Genel Sağlık-İş Afyonkarahisar İl Temsilcisi İsmail Sayın, yaptığı açıklamada sağlık yeterli ve adil çalışma koşullarının sağlık çalışanlarının en temel hakkı olduğunu belirtti.
“ÇALIŞMA KOŞULLARIMIZIN UYGUN OLMADIĞINI HAYKIRIYORUZ”
Genel Sağlık-İş Afyonkarahisar İl Temsilcisi İsmail Sayın, ağız ve diş sağlığı hizmetinin sağlık sisteminin temel taşlarından biri olduğunu belirtti. Sayın, “Ağız ve diş sağlığı hizmeti sunan kamu kurum ve kuruluşlarında çalışan sağlık emekçileri, bütün meslek gruplarında olduğu gibi yıllardır süregelen hak kayıpları ve adaletsizlikler karşısında artık tükenmiş haldedir. Sağlık emekçilerine yaşatılan bu sorunlar yalnızca sağlık çalışanlarını değil, halk sağlığını doğrudan olumsuz etkilemektedir. Gelişen teknolojiyle birlikte dünya hızla değişirken ve gelişirken, biz hâlâ temel haklarımızın mücadelesini vermekteyiz. 2025 yılında; yapay zekâ insanlarla sohbet etmekte, uzay turizmi konuşulmakta, ancak biz sağlık emekçileri hâlâ: Sağlıkta şiddetle mücadele etmekteyiz. Çalışma koşullarımızın uygun olmadığını haykırmaktayız. Her diş hekiminin 4 el kuralı ile çalışmasının gerekliliğini anlatmak zorunda kalmaktayız. Ağız ve diş sağlığı hizmeti verirken randevu sürelerinin yetersiz olduğunu ifade etmekteyiz. Hasta mahremiyetinin önemini belirtmekte, bir odada 2-3-4 ünit ile muayene yapılamayacağını dile getirmekteyiz. Geçinememekteyiz. Maaşlarımızda tabanı, teşviki, sabiti ile yaptığınız sürprizi istemiyoruz. ‘Emekliliğe yansıyan tek kalem maaş’ talebimizi tekrar ediyoruz.” dedi.

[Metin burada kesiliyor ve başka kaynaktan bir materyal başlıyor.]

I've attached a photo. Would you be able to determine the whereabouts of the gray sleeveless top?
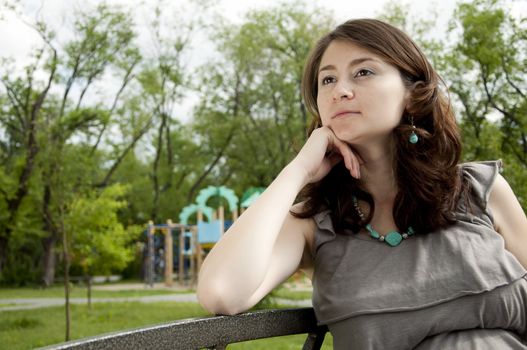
[312,161,527,350]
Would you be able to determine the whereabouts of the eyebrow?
[317,57,379,75]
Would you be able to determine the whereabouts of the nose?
[333,81,355,101]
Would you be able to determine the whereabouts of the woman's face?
[317,40,409,144]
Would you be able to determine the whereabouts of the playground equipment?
[240,187,265,213]
[145,186,264,286]
[145,220,197,287]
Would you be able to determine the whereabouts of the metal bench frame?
[44,308,328,350]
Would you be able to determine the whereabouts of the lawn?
[0,302,332,350]
[0,285,193,303]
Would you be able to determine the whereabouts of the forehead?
[319,40,383,70]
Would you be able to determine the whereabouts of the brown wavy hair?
[293,19,465,233]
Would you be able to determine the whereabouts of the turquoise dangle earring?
[408,117,419,144]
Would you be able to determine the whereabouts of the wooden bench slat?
[44,308,327,350]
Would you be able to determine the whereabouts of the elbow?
[197,280,249,316]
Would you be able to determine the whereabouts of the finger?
[336,140,359,178]
[351,151,364,179]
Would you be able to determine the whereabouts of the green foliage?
[64,184,137,276]
[0,0,527,284]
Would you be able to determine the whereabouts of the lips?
[331,110,360,119]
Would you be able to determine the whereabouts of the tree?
[191,3,333,194]
[64,184,138,306]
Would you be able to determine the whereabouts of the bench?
[44,308,328,350]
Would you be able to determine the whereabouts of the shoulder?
[488,174,527,268]
[459,160,503,208]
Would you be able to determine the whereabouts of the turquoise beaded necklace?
[353,196,414,247]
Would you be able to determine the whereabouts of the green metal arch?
[179,204,214,225]
[196,186,238,212]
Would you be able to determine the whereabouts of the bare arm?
[197,128,359,314]
[489,175,527,269]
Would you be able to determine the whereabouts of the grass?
[0,302,333,350]
[272,288,312,300]
[0,285,192,302]
[0,302,207,350]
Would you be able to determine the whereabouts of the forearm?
[198,164,306,314]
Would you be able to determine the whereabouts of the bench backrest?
[44,308,328,350]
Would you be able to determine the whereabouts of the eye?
[320,75,336,85]
[355,69,373,78]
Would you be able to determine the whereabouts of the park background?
[0,0,527,348]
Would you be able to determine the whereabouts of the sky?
[0,0,504,121]
[0,0,456,62]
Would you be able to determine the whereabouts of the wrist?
[281,160,310,191]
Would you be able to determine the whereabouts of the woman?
[198,19,527,349]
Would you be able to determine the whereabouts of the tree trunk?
[0,235,8,281]
[62,230,70,341]
[41,235,57,287]
[84,275,91,310]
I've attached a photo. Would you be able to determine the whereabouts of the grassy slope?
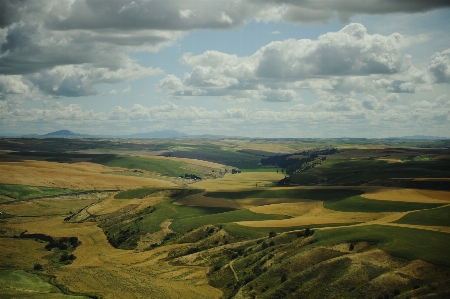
[323,196,441,213]
[91,156,188,177]
[0,270,88,299]
[114,187,167,199]
[223,223,355,239]
[0,184,81,202]
[205,188,363,200]
[395,206,450,226]
[314,225,450,266]
[170,209,287,233]
[291,158,450,184]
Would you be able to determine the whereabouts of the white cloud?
[122,85,131,94]
[384,93,400,103]
[158,24,430,102]
[428,49,450,83]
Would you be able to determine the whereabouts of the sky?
[0,0,450,138]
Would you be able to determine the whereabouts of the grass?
[291,158,450,185]
[170,209,288,233]
[118,189,230,237]
[323,196,442,213]
[0,184,82,202]
[223,223,356,239]
[314,225,450,266]
[91,155,188,177]
[395,206,450,226]
[0,270,88,299]
[114,187,164,199]
[228,159,281,172]
[205,188,363,201]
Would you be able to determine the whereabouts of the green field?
[323,196,442,213]
[205,188,364,201]
[114,187,171,199]
[170,209,289,234]
[223,222,356,239]
[291,158,450,185]
[228,162,281,172]
[91,155,191,177]
[395,206,450,226]
[314,225,450,266]
[0,184,83,202]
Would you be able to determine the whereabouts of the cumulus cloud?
[158,24,429,102]
[0,0,448,99]
[428,49,450,83]
[122,85,131,94]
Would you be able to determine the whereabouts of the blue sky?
[0,0,450,138]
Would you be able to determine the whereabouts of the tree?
[33,262,42,271]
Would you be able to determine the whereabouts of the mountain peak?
[44,130,77,136]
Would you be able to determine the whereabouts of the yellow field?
[0,238,48,269]
[0,209,221,298]
[191,172,284,191]
[0,151,450,299]
[362,188,450,203]
[0,160,175,190]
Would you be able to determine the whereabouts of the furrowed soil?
[1,200,221,298]
[0,160,175,190]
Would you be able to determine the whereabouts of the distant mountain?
[125,130,188,138]
[387,135,449,139]
[37,130,188,138]
[43,130,80,137]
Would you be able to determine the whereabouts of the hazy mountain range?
[0,130,448,140]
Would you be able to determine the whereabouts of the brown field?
[0,143,450,299]
[191,172,284,191]
[0,210,221,298]
[0,238,48,269]
[237,201,393,227]
[0,160,175,190]
[1,192,110,216]
[142,156,229,168]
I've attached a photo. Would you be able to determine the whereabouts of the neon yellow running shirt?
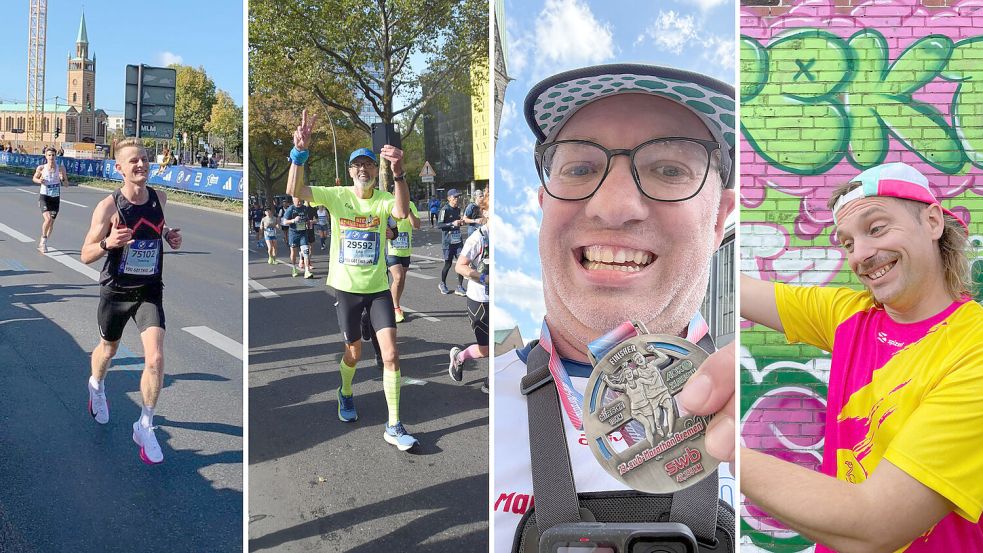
[389,202,420,257]
[311,186,396,294]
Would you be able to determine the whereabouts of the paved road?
[0,173,243,552]
[249,222,489,553]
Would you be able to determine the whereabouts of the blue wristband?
[290,147,311,165]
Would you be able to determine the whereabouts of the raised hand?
[379,144,403,175]
[294,109,317,151]
[166,228,182,250]
[106,215,133,249]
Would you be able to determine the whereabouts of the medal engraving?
[584,334,718,493]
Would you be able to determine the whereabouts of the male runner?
[81,138,181,465]
[447,211,491,394]
[314,205,331,250]
[32,147,68,253]
[283,196,314,278]
[287,110,417,451]
[740,163,983,553]
[492,64,736,553]
[259,208,278,265]
[386,202,420,323]
[437,188,467,296]
[461,188,485,239]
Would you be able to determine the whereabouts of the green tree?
[249,0,488,185]
[205,90,242,164]
[170,64,215,162]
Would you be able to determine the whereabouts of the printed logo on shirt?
[340,215,379,229]
[877,332,904,348]
[495,492,535,515]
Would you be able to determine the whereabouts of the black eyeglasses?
[536,136,720,202]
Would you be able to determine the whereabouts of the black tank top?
[99,186,164,288]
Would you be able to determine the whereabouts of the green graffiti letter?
[741,29,853,175]
[843,29,964,174]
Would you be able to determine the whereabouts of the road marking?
[406,271,437,280]
[410,253,444,263]
[0,317,44,324]
[249,279,280,298]
[0,223,34,242]
[48,248,99,282]
[17,188,89,207]
[400,305,440,323]
[181,326,242,361]
[0,259,27,273]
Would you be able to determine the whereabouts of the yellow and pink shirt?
[775,284,983,553]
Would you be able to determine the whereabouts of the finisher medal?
[584,322,719,493]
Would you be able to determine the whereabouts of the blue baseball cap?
[348,148,379,163]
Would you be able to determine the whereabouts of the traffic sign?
[123,64,177,138]
[420,161,437,178]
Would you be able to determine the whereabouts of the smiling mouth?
[580,246,656,273]
[864,261,898,280]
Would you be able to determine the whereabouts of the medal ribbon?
[539,311,710,430]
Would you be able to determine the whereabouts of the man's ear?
[921,204,945,240]
[713,188,737,249]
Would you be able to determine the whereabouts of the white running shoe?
[86,383,109,424]
[133,421,164,465]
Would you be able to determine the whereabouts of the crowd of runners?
[249,112,491,451]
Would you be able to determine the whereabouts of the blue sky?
[492,0,736,340]
[0,0,243,114]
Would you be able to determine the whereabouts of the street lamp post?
[328,113,341,185]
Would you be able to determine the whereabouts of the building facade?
[0,14,107,152]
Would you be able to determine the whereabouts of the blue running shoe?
[338,388,358,422]
[382,421,420,451]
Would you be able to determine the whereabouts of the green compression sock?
[341,361,355,396]
[382,371,400,426]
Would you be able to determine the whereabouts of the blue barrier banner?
[0,152,243,200]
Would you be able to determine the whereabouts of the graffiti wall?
[740,0,983,552]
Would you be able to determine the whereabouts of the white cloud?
[495,268,546,321]
[157,52,184,67]
[505,17,533,77]
[645,10,698,54]
[504,167,515,190]
[500,217,528,257]
[703,36,737,71]
[491,304,515,330]
[677,0,728,11]
[535,0,614,66]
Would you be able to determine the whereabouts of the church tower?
[65,13,96,141]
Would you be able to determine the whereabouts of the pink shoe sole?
[133,432,164,466]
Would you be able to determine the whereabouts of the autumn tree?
[205,90,242,164]
[170,64,215,162]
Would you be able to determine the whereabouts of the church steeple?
[75,12,89,60]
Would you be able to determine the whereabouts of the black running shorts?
[38,194,61,219]
[335,290,396,344]
[98,286,165,342]
[468,298,488,346]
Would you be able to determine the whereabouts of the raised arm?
[741,274,785,332]
[379,144,410,219]
[741,448,954,553]
[287,109,317,201]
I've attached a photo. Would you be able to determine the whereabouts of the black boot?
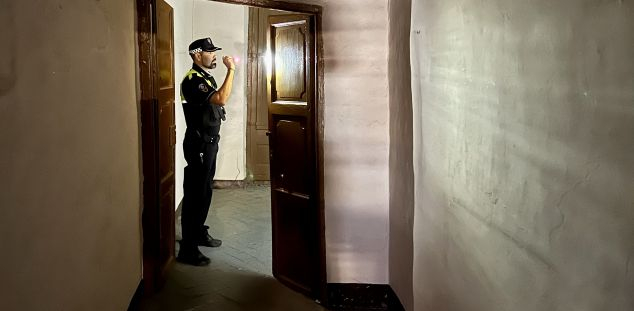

“SORUN YALNIZ EKONOMİK DEĞİL AYNI ZAMANDA ONUR MESELESİ”
Sayın, sözlerine şöyle devam etti: “Biz en temel haklarımızın peşinde mücadele etmek zorunda kalırsak, mesleğimizi layığıyla nasıl icra edeceğiz? Her gün yüzlerce hastaya şifa dağıtmaya çalışan biz sağlık emekçileri bunun için çabalarken, aklımız maaşlarımızda, evimizde, yediğimiz ekmekte ve adil olmayan çalışma koşullarında kalırsa hizmet kalitesini nasıl yükselteceğiz? Bilgi birikimimizi, yeteneklerimizi ve insanlığa olan bağlılığımızı en iyi şekilde sunmak varken, yaşadığımız temel özlük haklarına dair sorunlara enerjimizi harcamak zorunda kalmak, meslek onurumuza ve halkın sağlığına zarar vermektedir. Bu yalnızca bir ekonomik sorun değildir; onur meselesidir. Hakkımız olanı istemekten vazgeçmeyeceğiz. Asıl utanç verici olan, bu taleplerimizin hâlâ gündemde olmasıdır. Tarih, değişimi talep edenleri değil, değişime direnenleri yargılar. Şimdi zaman, birlikte bu düzeni değiştirme zamanıdır.”